Abstract
Gene expression is an intricate biological process that bridges gap between the genotype and the phenotype. Canonical and hereditable epigenetic mechanisms, such as histone and DNA modifications, regulate the release of genetic information encoded in DNA without altering the underlying sequence. Many other non-canonical players, such as chromatin regulators and noncoding RNAs, are also involved in regulating gene expression. Recently, RNA modifications (epitranscriptomics) have been shown to hold enormous potential in shaping cellular transcriptomes. However, their co-transcriptional nature and uncertain heritability mean that they fall outside the current definition of epigenetics, sparking an ongoing debate in the field. Here we will discuss the relationship between canonical and non-canonical epigenetic mechanisms that govern gene expression and offer our perspective on whether (or not) epitranscriptomic modifications can be classified as epigenetic mechanisms.
Keywords: Epigenetics, Epitranscriptomics, Methylation, DNA, RNA, Epigenetic memory
Main text
Unraveling the mechanisms by which genetic variation translates into phenotypic diversity at the cell, tissue, or organism level has long remained a major challenge in biology. Initially, genetic mutations were considered the exclusive source of trait diversity.

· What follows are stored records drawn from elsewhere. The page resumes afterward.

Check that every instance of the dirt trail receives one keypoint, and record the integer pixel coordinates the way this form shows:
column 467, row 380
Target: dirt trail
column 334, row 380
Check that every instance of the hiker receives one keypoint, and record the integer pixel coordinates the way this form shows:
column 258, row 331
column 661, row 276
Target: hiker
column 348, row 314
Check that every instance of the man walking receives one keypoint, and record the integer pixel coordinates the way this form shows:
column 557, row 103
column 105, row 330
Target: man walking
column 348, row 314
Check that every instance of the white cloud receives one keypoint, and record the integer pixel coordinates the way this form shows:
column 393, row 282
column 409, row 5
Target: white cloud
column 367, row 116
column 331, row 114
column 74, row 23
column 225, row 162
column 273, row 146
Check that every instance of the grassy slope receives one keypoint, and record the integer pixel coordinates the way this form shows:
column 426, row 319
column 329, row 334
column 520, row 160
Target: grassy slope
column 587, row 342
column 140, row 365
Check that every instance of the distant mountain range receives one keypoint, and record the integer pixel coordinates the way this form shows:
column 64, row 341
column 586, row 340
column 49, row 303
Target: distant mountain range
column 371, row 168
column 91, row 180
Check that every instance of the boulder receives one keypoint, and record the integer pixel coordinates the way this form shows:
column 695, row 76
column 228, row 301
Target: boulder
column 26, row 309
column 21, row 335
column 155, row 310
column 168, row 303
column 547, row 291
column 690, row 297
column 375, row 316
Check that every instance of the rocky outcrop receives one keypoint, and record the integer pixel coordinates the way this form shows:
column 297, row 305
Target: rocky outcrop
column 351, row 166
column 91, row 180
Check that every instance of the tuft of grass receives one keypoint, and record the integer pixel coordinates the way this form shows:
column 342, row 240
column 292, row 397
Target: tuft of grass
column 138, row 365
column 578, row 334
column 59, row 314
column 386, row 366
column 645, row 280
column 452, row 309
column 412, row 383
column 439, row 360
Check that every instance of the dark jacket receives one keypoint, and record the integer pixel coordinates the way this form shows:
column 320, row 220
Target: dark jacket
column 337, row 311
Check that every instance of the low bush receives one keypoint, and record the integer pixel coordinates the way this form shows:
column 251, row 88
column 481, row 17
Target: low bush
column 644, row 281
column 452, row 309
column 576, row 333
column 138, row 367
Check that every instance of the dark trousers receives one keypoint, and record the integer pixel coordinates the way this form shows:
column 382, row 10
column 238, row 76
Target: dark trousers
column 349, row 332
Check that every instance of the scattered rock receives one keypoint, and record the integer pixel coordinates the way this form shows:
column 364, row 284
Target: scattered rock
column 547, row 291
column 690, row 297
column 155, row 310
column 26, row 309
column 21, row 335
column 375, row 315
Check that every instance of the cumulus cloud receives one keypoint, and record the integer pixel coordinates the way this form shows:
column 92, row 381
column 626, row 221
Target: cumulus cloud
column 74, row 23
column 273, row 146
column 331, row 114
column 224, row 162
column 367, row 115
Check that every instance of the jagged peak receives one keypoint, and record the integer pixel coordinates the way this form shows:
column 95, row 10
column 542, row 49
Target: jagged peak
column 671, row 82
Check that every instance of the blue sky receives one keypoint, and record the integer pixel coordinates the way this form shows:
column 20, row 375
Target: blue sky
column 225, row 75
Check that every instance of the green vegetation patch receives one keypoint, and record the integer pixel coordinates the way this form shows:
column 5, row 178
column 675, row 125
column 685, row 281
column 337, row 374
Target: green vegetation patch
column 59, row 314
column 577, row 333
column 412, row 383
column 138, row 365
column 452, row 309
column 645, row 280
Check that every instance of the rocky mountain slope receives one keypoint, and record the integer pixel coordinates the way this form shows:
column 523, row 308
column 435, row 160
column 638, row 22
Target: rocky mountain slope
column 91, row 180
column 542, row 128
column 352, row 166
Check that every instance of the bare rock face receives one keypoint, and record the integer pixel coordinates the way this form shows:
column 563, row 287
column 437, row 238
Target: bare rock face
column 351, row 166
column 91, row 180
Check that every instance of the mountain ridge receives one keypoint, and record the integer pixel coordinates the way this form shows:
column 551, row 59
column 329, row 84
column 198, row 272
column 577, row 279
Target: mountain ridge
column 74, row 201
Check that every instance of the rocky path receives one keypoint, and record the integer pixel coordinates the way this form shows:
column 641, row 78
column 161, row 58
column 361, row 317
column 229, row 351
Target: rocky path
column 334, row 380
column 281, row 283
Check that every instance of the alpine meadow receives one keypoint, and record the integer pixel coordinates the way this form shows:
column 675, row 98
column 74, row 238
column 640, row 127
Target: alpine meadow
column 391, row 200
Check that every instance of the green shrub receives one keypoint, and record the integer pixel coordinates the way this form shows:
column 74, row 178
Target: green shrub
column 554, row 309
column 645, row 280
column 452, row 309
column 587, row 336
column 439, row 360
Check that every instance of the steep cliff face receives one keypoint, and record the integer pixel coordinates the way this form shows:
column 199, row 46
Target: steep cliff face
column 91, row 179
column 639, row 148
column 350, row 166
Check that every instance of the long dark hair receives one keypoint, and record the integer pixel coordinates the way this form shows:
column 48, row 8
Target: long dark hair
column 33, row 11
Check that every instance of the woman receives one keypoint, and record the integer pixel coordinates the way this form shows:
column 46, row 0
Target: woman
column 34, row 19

However, examples of phenotypic variability in cells and humans bearing the same genetic code (e.g., cell differentiation and homozygous twins) called this idea into question. In 1942, the developmental biologist C. H. Waddington inferred the existence of mechanisms that act “on top of” (hence the prefix “epi” from Greek) genetics, defining epigenetics as “the branch of biology which studies the causal interactions between genes and their products, which bring the phenotype into being” (Waddington, 1942). Over time, the concept of epigenetics has broadened, moving beyond developmental and evolutionary biology to encompass all chromatin-associated (hereditable) mechanisms that regulate gene expression without altering the DNA sequence. According to this definition, deposition of 5-methylcytosine (5mC) at gene promoters and histone post-translational modifications (hPTMs) were recognized among the first examples of epigenetic traits (reviewed in [1]). Subsequently, the discovery of other mechanisms influencing the cellular transcriptome beyond chromatin regulation has increased the complexity of the epigenetic landscape. For instance, the existence of topology-associated domains that drive gene expression through inter- and intra-chromatinic interactions and the presence of noncoding RNAs, such as microRNA (miRNA), long noncoding RNA (lncRNA), and circular RNA(circRNA) that participate in the transduction of genetic information by either sponging, scaffolding, or localizing transcripts, are all examples of newly epimechanisms influencing gene expression beyond genomic changes (reviewed in [1]). More recently, RNA modifications have added a further layer of complexity to link the “epigenotype” with the specific phenotype.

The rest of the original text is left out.